HTTP telemetry	Confirm outbound HTTP calls record method, status, and error information with stable attribute values.	https://opentelemetry.io/docs/specs/semconv/http/	2026-06-25	“Record low-cardinality HTTP telemetry for both happy-path and failure-path checks.”
Documentation discovery	Confirm the docs page used by the runbook is still part of the current public documentation map.	https://apidoc.cometapi.com/	2026-06-25	“Re-check the current docs before copying endpoint details into an operations ticket.”

FAQ

Should this runbook approve a model change by itself?

No. It is a preflight and smoke-test guide. Production approval should also consider application-specific quality checks, rollback ownership, customer impact, and business risk.

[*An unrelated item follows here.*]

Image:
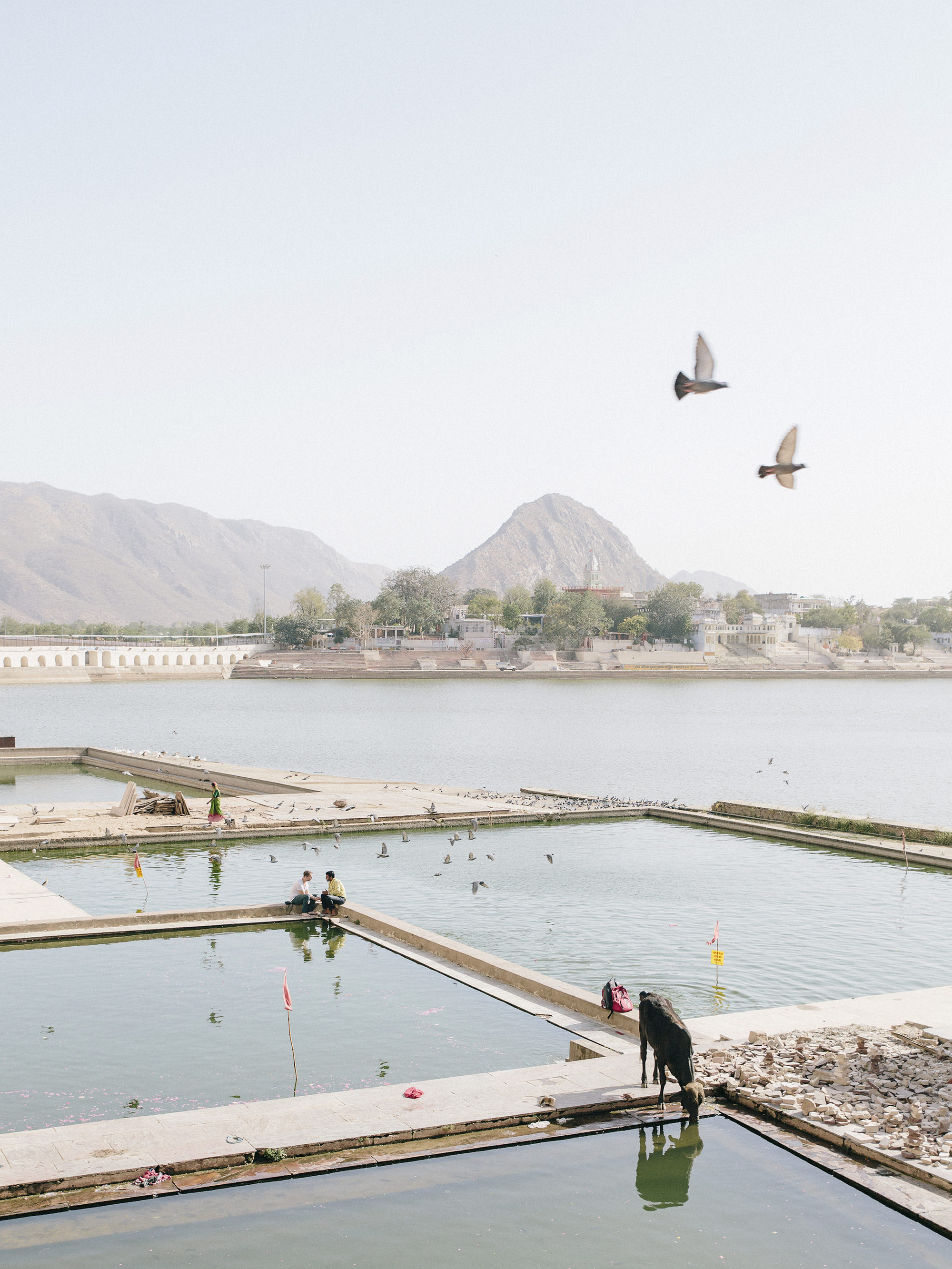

Can the smoke test use a real customer prompt?

No. Use a sanitized placeholder prompt and record only the fields needed for reliability review. Do not store customer prompts, full responses, credentials, or account-specific commercial details in the run record.

Should the runbook assert pricing, quotas, or long-term availability?

No. Those checks are account-specific or time-sensitive and should be verified through the appropriate commercial and operational sources. This runbook only covers catalog identity, endpoint contract, telemetry, and controlled fallback behavior.

What is the safest failure-path test?

Use a controlled invalid request that cannot leak credentials or customer data, then confirm the client records the status, error category, retry decision, and final fallback outcome. Stop if the test creates repeated retries or unclear side effects.

When should traffic stay held?

Hold traffic if the model cannot be confirmed in the current catalog, the endpoint contract does not match the caller, telemetry is missing, the rollback owner is unclear, or the failure path cannot be reviewed from logs.